If you want to email me, I can recommend some outfitters/companies in Arusha if you are booking your own way from Europe or North America. Most people go with companies from the west, but know that they simply subcontract their safaris to local companies as one can often see by the magnetic logos on the trucks!
"Must see" places include:
- Tarangire National Park (Tarangire Safari Lodge is a must in itself - classic Africa without the glizt);
- Lake Manyara National Park;
- Ngorongoro Crater Conservation Area;
- Serengeti National Park.
These are all on the "Northern Circuit" and are the places everyone gets to as they are truly spectacular. Also along the way is Oldupai Gorge where the Leakey's did their early hominid diggings. (BTW, it's spelled with a "p", not a "v" as you will learn from Olle Moita when you are there). Consider also a safari that flies you into the Serengeti then drives you out over the next week or so with Ngorongoro, Lake Manyara and Tarangire along the way (or drive in and fly out). The flight itself is worth the price of admission!

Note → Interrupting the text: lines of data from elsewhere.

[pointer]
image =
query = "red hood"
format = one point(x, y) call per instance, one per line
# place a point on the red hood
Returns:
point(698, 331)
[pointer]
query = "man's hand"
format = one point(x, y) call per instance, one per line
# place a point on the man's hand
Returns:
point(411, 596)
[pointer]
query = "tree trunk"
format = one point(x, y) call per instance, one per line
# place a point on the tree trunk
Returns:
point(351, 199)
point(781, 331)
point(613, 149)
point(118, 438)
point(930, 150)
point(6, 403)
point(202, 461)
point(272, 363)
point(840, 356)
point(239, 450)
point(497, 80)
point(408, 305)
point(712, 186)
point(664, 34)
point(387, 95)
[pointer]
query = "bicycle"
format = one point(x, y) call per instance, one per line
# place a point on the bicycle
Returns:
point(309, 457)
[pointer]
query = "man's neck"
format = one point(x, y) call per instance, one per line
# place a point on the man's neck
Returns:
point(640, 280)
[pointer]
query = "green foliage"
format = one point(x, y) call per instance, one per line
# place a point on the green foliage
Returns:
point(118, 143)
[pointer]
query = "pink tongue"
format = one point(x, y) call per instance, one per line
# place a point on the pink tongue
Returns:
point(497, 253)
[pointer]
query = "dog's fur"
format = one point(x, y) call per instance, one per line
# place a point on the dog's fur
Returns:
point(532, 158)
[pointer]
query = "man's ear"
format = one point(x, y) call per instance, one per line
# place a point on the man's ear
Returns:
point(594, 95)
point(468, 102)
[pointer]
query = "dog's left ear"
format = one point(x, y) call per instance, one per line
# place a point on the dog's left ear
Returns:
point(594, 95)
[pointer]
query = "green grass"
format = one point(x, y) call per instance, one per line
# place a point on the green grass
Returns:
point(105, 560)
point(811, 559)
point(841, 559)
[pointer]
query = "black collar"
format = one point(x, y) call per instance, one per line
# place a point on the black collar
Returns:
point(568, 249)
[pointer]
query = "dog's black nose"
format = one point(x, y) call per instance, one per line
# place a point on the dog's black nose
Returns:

Other places to consider (depending on how long yo have and your budget) are:
- Arusha National Park (we call it Giraffic Park) has great birds, a moist forest ecosystem and just about the best views of Kilimanjaro from Momella Lodge and further up at the look out; also has great guided walking safaris
- the spectacular Rift Valley north of Mto wa Mbu (Mosquito Creek) to Lake Natron with the volcano Oldonyo Lengai (amongst others)
- a trek up Kili - if you do that then give yourself a good 5 to 7 days for the best chance of success (and photos);
- the landscapes around Lake Eyasi (between Ngorongoro and Lake Manyara) may also be worth a day or so with cultural stops to visit the Hadza people.
I could go on an on... if you have any questions, drop me a message or email. Tanzania has the wildlife, the landscapes and wonderful people that could any photographer busy for years!